The shallow southern end of the bay is used for evaporation ponds to extract salt from the seawater. The salt ponds, Sweetwater Marsh, and other areas of the bay are included in the San Diego National Wildlife Refuge Complex. The area includes the largest contiguous mud-flat in Southern California. It is an important stop on the Pacific Flyway for migrating birds, and it supports numerous endangered and threatened species of plants and animals. Public access to the bay and wetlands, with walking trails and educational exhibits about the area's ecological resources, is provided at the Chula Vista Nature Center operated by the city of Chula Vista. San Diego Bay is recognized for protection by the California Bays and Estuaries Policy. As early as the 1840s whales were documented in the bay during the winter, with as many as fifteen seen in the bay in 1872; in 1858 whaling stations began to operate in San Diego, having ended operations as late as 1886.

===Pollution===
Sources of pollution in the bay include storm-water runoff and marine waste from commercial and military shipping and shipbuilding. The city of San Diego has spent millions of dollars trying to clean up this pollution, particularly at the section of the eastern shoreline referred to as the Shipyards Sediment Site. In 2009 the city and the San Diego Unified Port Authority filed suit against several major shipping companies to recoup some of the cost of those remediation efforts. In 2014 the city reached an agreement with the San Diego Regional Water Control Board to pay a fine of nearly $1 million for storm-water violations. In 2015, the city and the Port filed suit against Monsanto, whose products containing polychlorinated biphenyls (PCBs) are blamed for pollution of the bay and tidelands.

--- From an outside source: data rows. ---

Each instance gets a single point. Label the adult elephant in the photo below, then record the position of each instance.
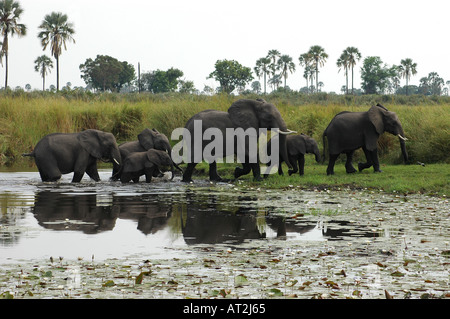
(349, 131)
(243, 114)
(145, 163)
(63, 153)
(147, 139)
(298, 146)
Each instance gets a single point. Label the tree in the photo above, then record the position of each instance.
(286, 65)
(106, 73)
(43, 64)
(407, 68)
(273, 55)
(262, 68)
(56, 31)
(162, 81)
(230, 75)
(353, 55)
(435, 83)
(343, 63)
(306, 60)
(320, 57)
(374, 75)
(187, 87)
(10, 12)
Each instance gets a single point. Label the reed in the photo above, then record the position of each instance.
(25, 118)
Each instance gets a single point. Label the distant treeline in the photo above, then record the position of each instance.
(27, 117)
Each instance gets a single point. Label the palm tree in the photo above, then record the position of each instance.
(286, 65)
(43, 65)
(56, 31)
(407, 68)
(353, 55)
(305, 60)
(320, 57)
(262, 68)
(275, 81)
(342, 62)
(10, 12)
(273, 55)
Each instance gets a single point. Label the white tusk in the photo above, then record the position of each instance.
(288, 132)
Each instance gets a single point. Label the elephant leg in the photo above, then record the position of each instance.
(301, 165)
(280, 168)
(213, 175)
(150, 172)
(256, 171)
(93, 172)
(125, 177)
(238, 172)
(331, 162)
(369, 158)
(187, 175)
(348, 164)
(376, 162)
(50, 178)
(77, 176)
(293, 162)
(48, 169)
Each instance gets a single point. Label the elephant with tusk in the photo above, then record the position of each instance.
(63, 153)
(349, 131)
(245, 115)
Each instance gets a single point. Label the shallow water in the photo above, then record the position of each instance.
(172, 221)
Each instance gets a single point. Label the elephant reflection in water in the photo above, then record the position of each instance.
(151, 212)
(52, 210)
(211, 221)
(58, 211)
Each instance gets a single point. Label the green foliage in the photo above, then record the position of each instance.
(161, 81)
(231, 75)
(107, 73)
(374, 75)
(27, 117)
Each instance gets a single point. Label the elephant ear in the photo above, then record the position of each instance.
(146, 138)
(243, 114)
(302, 144)
(90, 141)
(376, 117)
(158, 158)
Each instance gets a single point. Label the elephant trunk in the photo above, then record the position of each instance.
(172, 170)
(169, 151)
(403, 148)
(317, 154)
(283, 144)
(116, 159)
(402, 139)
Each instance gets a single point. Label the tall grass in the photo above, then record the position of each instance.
(25, 118)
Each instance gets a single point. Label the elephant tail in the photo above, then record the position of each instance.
(28, 154)
(324, 141)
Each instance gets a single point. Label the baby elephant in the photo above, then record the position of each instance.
(297, 147)
(144, 163)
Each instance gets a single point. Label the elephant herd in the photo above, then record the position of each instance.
(63, 153)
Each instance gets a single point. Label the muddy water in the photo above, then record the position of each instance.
(314, 234)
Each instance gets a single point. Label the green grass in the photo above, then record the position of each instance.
(431, 179)
(26, 117)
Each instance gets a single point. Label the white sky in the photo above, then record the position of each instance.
(192, 35)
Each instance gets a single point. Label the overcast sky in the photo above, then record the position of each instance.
(192, 35)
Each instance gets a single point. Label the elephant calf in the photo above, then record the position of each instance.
(297, 147)
(147, 139)
(144, 163)
(63, 153)
(349, 131)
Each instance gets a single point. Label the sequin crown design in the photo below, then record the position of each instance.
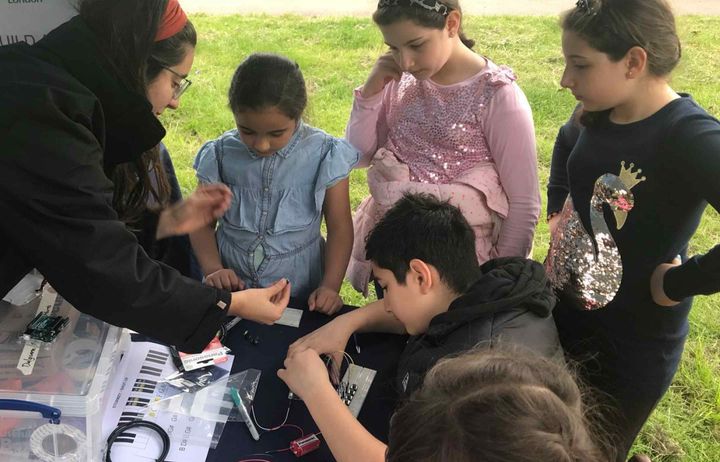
(430, 5)
(630, 179)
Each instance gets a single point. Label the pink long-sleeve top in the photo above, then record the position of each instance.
(472, 143)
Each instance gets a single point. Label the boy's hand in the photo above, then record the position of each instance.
(325, 300)
(330, 339)
(304, 373)
(224, 279)
(384, 70)
(262, 305)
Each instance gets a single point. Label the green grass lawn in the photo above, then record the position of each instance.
(336, 55)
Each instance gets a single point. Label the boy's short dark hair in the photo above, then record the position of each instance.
(424, 227)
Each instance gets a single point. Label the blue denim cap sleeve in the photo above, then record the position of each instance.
(205, 165)
(340, 158)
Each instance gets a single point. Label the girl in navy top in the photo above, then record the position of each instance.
(632, 173)
(284, 176)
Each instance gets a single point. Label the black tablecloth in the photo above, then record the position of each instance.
(377, 351)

The California Office of Environmental Health Hazard Assessment (OEHHA) has developed a safe eating advisory for fish caught in the bay based on levels of mercury or PCBs found in local species.

==Management==
The Port of San Diego manages the harbor and administers the public lands adjacent to the bay. It is a special government entity created by the state legislature in 1962, for which revenue consists of tariffs and rents paid by district tenants.

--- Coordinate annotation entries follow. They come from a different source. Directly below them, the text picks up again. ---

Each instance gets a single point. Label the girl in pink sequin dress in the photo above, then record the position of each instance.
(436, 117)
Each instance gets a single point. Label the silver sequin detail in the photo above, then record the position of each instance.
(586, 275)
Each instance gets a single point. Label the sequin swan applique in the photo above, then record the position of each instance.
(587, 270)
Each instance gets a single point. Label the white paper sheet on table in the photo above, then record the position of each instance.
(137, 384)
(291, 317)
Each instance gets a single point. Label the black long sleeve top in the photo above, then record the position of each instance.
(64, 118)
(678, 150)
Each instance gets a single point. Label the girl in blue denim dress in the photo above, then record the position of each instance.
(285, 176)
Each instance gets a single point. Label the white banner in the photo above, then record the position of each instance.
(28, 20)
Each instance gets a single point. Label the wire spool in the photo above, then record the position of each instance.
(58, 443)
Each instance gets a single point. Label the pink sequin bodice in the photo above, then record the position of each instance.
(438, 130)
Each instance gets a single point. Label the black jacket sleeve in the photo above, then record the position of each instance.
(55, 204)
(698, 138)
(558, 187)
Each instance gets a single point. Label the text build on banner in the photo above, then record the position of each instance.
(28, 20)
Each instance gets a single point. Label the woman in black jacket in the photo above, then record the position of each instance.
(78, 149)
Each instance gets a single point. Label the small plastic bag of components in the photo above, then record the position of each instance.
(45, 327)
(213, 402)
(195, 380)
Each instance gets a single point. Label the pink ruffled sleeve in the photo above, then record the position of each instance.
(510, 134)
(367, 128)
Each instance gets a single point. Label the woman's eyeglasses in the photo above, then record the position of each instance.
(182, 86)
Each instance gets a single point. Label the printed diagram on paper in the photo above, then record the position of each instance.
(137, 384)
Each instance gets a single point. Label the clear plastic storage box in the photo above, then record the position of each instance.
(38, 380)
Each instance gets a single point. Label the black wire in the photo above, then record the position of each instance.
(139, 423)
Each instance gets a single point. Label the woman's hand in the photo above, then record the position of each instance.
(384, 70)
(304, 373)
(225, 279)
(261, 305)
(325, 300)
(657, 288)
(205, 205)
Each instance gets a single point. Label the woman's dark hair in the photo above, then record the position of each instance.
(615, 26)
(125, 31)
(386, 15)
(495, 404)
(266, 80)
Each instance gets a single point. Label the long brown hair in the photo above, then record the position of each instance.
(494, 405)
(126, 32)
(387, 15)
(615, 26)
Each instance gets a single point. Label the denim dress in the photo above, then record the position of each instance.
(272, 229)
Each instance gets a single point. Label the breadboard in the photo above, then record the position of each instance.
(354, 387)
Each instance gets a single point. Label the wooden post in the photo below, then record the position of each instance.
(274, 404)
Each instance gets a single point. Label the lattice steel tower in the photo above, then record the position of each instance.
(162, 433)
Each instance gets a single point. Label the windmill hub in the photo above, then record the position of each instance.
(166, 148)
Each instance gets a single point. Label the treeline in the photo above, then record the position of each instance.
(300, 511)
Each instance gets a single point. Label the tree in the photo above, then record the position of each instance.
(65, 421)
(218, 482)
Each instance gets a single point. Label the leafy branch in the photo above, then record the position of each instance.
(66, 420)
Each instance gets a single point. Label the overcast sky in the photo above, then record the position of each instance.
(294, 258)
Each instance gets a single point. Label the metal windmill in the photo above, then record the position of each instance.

==Treaty of Guadalupe Hidalgo==
San Diego Bay (called the "port of San Diego") is referenced in the Treaty of Guadalupe Hidalgo as the westernmost of the landmarks used in the resolution of the Mexico–United States border following the Mexican–American War. The border is defined as being "one marine league" (3 nautical miles, 3.452 mi. or 5.556 km) "due south of the southernmost point" of the bay.